It’s time to celebrate that most secular of holidays, Banned Books Week.
Observed annually in the final week of September by a coalition that includes the American Library Association, the American Booksellers Association, and the Comic Book Legal Defense Fund, among other organizations, Banned Books Week celebrates every reader’s freedom to read whatever they want, without barrier or censure.
When I was a children’s librarian, I took great delight in assembling my annual display, festooning it with yellow police-line tape. Adults exclaim in disbelief to see their childhood favorites—and their children’s favorites—pilloried. The Lorax? It’s anti-logging. Where the Wild Things Are? It’s scary. The Giving Tree? It’s sexist. The conversations the display started could go deep.

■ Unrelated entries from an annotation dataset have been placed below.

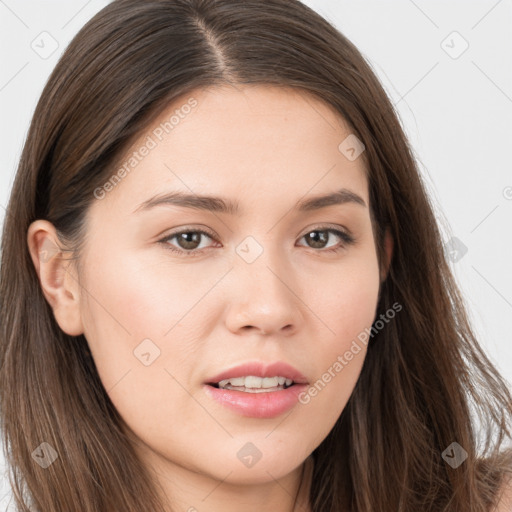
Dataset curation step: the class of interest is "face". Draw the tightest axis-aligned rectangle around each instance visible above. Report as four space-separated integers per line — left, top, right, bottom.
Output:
31 86 388 496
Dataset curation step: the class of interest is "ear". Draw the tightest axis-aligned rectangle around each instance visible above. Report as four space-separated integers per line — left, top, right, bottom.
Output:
27 220 84 336
380 228 393 282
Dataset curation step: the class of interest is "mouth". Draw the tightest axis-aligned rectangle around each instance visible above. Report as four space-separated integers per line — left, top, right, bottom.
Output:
204 361 308 419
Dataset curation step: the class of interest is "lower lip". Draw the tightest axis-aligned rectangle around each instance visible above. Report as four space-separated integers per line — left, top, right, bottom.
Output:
204 384 307 418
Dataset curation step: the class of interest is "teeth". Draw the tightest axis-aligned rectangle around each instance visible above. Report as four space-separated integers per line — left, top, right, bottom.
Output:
219 375 293 389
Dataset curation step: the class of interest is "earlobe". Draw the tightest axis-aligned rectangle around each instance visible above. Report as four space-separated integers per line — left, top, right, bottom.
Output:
381 228 393 282
27 220 83 336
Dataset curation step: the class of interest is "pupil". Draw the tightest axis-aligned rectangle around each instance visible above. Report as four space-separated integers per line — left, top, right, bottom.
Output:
180 231 201 249
309 231 327 247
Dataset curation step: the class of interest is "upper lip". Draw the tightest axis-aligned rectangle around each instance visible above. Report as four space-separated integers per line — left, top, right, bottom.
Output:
206 361 308 384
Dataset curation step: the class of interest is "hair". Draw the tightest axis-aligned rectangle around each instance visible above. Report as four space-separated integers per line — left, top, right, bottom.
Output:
0 0 512 512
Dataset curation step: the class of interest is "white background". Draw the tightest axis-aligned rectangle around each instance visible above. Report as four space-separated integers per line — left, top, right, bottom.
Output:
0 0 512 510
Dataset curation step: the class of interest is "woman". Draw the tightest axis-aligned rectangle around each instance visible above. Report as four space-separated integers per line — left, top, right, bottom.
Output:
0 0 512 512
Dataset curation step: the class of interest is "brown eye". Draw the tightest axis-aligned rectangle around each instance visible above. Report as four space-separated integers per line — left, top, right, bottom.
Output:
302 228 355 252
160 229 217 255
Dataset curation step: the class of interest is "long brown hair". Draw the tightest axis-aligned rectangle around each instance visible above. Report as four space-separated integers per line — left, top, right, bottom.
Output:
0 0 512 512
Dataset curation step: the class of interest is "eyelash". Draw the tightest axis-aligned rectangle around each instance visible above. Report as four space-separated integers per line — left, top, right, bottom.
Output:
159 226 356 258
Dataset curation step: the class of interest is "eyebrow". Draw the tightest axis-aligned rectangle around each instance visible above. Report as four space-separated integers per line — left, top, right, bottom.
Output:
133 188 367 215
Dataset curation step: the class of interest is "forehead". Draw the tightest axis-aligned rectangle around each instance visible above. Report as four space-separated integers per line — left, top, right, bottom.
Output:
90 85 368 218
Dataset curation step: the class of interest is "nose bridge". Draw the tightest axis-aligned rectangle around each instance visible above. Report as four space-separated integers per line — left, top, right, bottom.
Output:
229 236 301 334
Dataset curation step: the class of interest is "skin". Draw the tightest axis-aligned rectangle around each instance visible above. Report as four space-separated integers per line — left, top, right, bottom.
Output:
27 85 392 512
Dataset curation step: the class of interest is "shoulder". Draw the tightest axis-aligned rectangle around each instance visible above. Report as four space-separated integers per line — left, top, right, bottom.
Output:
495 476 512 512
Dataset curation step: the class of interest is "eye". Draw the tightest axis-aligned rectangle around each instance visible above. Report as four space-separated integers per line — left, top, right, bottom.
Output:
160 229 218 256
296 227 355 252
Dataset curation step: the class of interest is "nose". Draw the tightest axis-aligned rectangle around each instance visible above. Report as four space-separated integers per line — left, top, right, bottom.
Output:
226 246 303 336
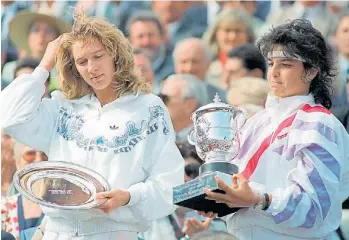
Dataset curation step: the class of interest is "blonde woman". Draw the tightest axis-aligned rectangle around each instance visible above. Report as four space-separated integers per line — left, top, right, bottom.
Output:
0 14 184 240
203 9 255 88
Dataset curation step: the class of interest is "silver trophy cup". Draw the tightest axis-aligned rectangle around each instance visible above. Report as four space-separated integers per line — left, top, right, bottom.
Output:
173 94 247 216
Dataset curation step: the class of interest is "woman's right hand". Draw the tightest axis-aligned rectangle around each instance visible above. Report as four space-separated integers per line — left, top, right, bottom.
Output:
39 34 66 72
184 218 213 237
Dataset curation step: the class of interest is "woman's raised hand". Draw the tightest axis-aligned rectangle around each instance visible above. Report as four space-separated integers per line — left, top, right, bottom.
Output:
39 33 67 72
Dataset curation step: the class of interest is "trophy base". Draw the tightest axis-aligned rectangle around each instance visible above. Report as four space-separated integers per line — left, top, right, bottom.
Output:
199 162 239 175
173 171 240 217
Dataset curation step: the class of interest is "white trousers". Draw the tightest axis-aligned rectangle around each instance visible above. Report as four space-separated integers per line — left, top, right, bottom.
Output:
43 230 138 240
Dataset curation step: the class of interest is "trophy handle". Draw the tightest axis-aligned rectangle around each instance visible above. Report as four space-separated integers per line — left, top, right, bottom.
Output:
236 109 248 132
188 128 196 145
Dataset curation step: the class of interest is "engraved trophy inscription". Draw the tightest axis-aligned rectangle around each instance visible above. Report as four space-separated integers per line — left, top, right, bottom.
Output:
173 94 247 216
13 161 110 210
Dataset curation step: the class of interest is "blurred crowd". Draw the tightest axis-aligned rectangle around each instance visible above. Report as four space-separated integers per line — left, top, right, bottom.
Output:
1 0 349 240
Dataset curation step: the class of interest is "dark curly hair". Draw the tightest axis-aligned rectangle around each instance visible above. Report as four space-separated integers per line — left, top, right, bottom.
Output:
257 19 336 109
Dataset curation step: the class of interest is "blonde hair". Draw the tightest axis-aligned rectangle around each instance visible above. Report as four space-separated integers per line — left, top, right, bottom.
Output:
56 12 151 99
203 9 255 55
227 77 270 107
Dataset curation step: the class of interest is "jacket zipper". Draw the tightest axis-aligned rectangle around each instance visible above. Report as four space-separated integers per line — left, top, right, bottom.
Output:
269 98 280 146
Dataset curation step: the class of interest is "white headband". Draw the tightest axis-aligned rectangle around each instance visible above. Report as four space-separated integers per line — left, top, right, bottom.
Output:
268 51 305 62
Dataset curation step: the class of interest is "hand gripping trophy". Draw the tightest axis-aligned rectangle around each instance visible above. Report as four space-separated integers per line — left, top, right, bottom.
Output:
173 94 247 217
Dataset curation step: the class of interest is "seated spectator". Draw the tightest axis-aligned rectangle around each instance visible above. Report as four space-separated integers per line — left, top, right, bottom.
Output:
159 74 207 141
228 77 270 117
127 11 174 92
259 0 336 38
1 142 47 240
331 11 349 130
133 48 156 93
73 0 151 33
1 230 16 240
1 1 26 64
13 57 50 98
221 44 267 89
1 11 69 88
1 131 16 196
204 10 255 89
173 38 226 104
152 1 208 49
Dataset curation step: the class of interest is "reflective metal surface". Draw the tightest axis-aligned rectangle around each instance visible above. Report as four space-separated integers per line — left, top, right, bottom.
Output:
13 161 110 209
188 94 247 162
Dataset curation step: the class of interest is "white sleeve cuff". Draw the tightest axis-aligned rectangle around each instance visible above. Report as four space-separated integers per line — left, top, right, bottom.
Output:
125 184 141 207
32 67 50 83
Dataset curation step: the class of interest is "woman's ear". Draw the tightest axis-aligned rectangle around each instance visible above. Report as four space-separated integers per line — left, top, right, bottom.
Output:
308 67 319 80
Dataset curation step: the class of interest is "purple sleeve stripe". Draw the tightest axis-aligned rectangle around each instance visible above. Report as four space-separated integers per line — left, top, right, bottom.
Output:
302 156 331 219
273 186 303 224
282 144 341 179
237 119 270 159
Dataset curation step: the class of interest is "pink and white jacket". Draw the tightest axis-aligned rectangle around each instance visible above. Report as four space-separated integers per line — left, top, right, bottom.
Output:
226 94 349 240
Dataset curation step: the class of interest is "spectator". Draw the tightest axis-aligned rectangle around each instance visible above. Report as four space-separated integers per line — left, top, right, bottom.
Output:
70 0 151 33
228 77 270 117
1 131 16 196
1 142 48 240
204 10 255 88
127 11 174 92
1 1 25 64
152 1 207 49
260 0 336 38
221 44 267 89
173 38 226 104
133 48 155 92
14 57 50 98
160 74 207 141
331 11 349 129
1 11 69 87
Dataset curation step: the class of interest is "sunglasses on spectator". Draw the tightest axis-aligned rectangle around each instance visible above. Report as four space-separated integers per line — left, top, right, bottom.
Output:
158 93 170 105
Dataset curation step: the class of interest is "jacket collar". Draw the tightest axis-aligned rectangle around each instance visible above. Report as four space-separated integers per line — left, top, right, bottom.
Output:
265 92 315 116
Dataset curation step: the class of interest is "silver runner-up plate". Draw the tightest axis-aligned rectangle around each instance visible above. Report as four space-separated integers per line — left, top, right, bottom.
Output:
13 161 110 210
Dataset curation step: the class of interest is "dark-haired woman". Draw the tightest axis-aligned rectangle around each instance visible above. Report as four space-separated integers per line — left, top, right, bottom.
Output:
198 20 349 240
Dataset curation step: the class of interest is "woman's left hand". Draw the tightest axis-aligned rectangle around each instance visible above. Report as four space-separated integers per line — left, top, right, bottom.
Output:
205 173 259 208
96 189 131 213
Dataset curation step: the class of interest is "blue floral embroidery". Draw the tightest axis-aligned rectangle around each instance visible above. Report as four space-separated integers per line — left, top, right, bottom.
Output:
57 105 169 154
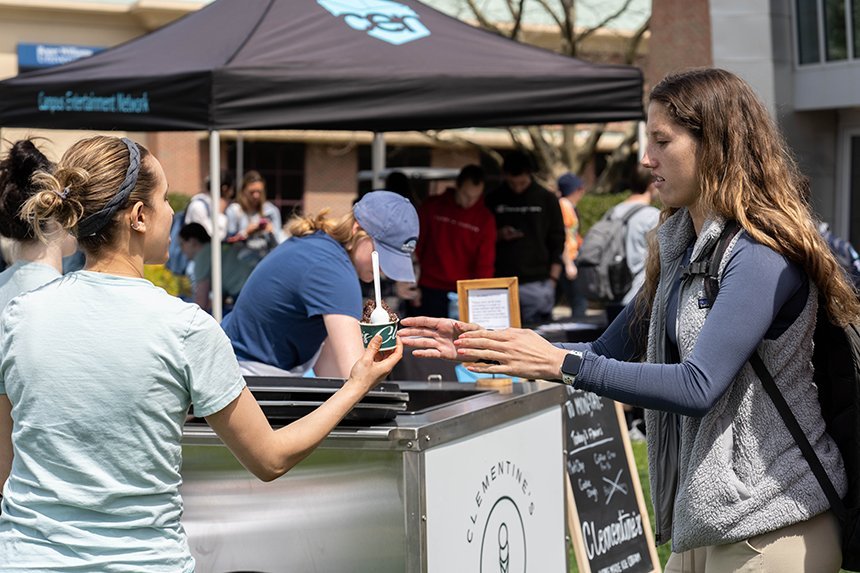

As the oft-challenged author Laurie Halse Anderson has said, a challenge to a book for young people “most often comes from a place of love and concern. My first response is compassion,” she told a group of students in 2010. And compassion is indeed in order: Adults who seek to keep certain books out of the hands of children are doing it because they want to protect children from harm.
It’s no surprise, therefore, that all 11 of the ALA’s most frequently challenged books in 2018 are books for children and teenagers, and of those 11, seven are for children. Five of those were challenged due at least in part to their embrace of LGBTQ characters and themes.
There’s George, Alex Gino’s tender debut about a trans girl named Melissa who claims her true self, and Raina Telgemeier’s charming graphic novel Drama, which chronicles the misadventures of a troupe of middle school thespians, two of whom are gay. Dav Pilkey’s characteristically subversive Captain Underpants and the Sensational Saga of Sir Stinks-A-Lot drew special ire for its depiction of a same-sex couple. In Jill Twiss and E.G. Keller’s media stunt, A Day in the Life of Marlon Bundo, a fictional male rabbit based on Vice President Mike Pence’s real one marries another boy bunny. And Gayle Pitman and Kristyna Litten’s This Day in June distills the joy of a Pride parade for young readers.
Those who object to these books do so to protect children from content they deem harmful. I, and those who support these and other LGBTQ books, believe that they counter the harm done to LGBTQ kids by simply living in a hostile world. It’s easy for me to defend kids’ rights to read them.
My feelings when I look at Judy Schachner’s Skippyjon Jones series are not so simple. “Challenged [in 2018] for depicting stereotypes of Mexican culture,” this series debuted in 2003 to general acclaim; its eponymous first book even won the inaugural E.B. White Read Aloud Award in 2004. One reason it’s so easy for many to read aloud is its caricatured Spanish, made familiar by such mocking icons as the Frito Bandito. That’s harm of another sort. Among its many one-star reviews on Amazon is this one from a Chicana mom: “When my five-year-old daughter asked [why] Skippyjon is speaking the way he does…I had to say, ‘because they think it sounds funny when people speak Spanish.’ ”
We support the right to read Skippyjon Jones because we support the right to read George, Drama, and the others. But if I were back in my library and a parent asked me why Skippyjon Jones was in book jail for the week, I’d probably share that mom’s words. It’s these conversations that make Banned Books Week such a valuable observance: The more we talk about the books we read with our kids, the more thoughtfully we can share them.
Vicky Smith is the children’s editor.